A flourishing denomination of evangelical Christians who differ from others in respect to the mode of administering the rite of baptism. They reject sprinkling, and hold that immersion of the whole body is the only valid mode of baptism, and essential to its specific spiritual purpose; a mode, they claim, that was universally practised throughout Christendom for 1,300 years. Their Church government is democratic. Their writers trace their origin to the third century; and they have ever been the champions of civil and religious liberty. Until the Quakers arose, at the middle of the seventeenth century, they stood alone in the advocacy of “soul-liberty.” There were none in America when Roger Williams founded Providence. Before he left England he had been under the teachings of Baptists there, some of whom had been refugees from persecution in Holland. These had instituted baptism among themselves by authorizing certain of their members to be administrators of the rite.

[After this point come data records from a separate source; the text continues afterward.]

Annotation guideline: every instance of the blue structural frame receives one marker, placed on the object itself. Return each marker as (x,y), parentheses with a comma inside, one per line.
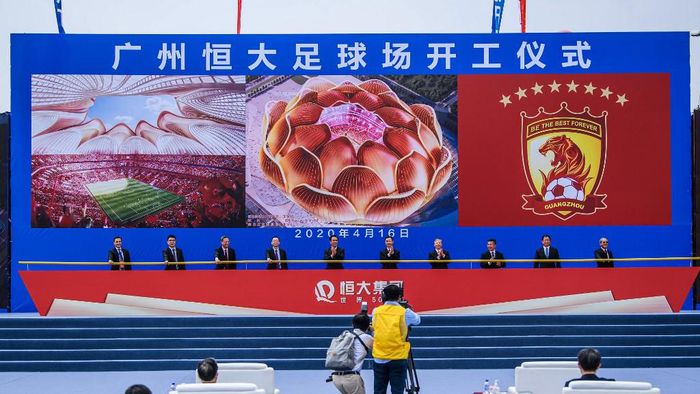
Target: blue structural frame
(666,52)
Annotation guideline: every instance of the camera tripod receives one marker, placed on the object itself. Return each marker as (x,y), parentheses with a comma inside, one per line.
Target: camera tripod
(412,385)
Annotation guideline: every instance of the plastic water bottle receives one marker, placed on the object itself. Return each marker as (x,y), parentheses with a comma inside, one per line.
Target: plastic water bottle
(495,389)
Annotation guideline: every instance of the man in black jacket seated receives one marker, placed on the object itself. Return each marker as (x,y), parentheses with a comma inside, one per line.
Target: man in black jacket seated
(588,363)
(334,255)
(547,252)
(117,256)
(224,254)
(438,257)
(604,255)
(389,254)
(276,256)
(494,257)
(173,257)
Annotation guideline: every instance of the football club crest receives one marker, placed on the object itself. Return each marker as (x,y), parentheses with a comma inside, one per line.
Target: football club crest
(563,156)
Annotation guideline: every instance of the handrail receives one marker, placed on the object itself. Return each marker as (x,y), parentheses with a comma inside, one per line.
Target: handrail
(374,261)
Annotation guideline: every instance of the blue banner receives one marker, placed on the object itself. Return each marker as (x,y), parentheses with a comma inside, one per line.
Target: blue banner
(498,6)
(157,104)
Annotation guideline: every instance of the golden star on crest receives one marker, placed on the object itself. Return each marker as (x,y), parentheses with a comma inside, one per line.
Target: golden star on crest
(590,88)
(505,100)
(537,89)
(554,86)
(606,92)
(622,99)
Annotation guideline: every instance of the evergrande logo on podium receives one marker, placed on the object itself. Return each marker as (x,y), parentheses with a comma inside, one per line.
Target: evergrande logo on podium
(563,155)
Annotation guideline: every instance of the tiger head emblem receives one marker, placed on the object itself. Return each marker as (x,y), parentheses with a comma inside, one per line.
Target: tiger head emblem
(568,161)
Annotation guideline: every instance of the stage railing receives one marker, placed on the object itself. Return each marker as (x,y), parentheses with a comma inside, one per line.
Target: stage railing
(464,263)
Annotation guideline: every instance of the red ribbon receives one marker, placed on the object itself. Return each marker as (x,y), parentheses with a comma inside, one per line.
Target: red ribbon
(238,22)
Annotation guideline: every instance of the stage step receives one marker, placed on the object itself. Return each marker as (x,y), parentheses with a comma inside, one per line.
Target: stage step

Cast out from the Congregational churches in Massachusetts, Williams conceived the idea of forming a Baptist Church in his new home in Providence, after the manner of the refugees in Holland, but in a more simple form. In March, 1639, Ezekiel Holliman, a layman, first baptized Williams, and then Williams baptized [280] Holliman and “some ten more.” These men then formed a Baptist Church there. But Williams did not remain a Baptist long. He very early doubted the validity of Holliman's baptism, and consequently of his own. He believed “a visible succession of authorized administrators of baptism” to be necessary to insure its validity, and in the course of two months he withdrew from the Church, and never rejoined it. But the Church and its principles remained, and the colony embodied in its first code of laws (1637) a provision for perfect toleration in matters of religion. In 1764, when numbering only about 5,000 members in all America, the Baptists established their first college in Rhode Island (see Brown University). With one exception, the Baptists are the largest denomination of evangelical Christians in the United States. It is said that the first article of the amendments to the national Constitution, guaranteeing religious liberty (offered in 1789), was introduced chiefly through the influence of the Baptist denomination.

The Baptist Church in 1900 was divided into the Regular Baptist, North; Regular Baptist, South; and Regular Baptist, Colored. Besides these there were ten other Church organizations so closely allied with the Regular Baptist Church as to be officially grouped with the Regular Church. Reports for 1899 gave the following summaries for the thirteen Baptist bodies: Ministers, 33,088; churches, 49,721; and members, 4.443,628. The Northern and Southern branches of the Regular Baptist Church had 14,409 ministers, 27,893 churches, and 2,586,671 members; and the Regular Baptist Church, Colored, had 14.000 ministers, 15,000 churches, and 1,555,324 members. The largest of the other bodies was the Primitive Baptist Church. which reported 2,130 ministers, 3.530 churches, and 126,000 members. The Freewill Baptist Church followed, with 1,312 ministers, 1,517 churches, and 85,242 members.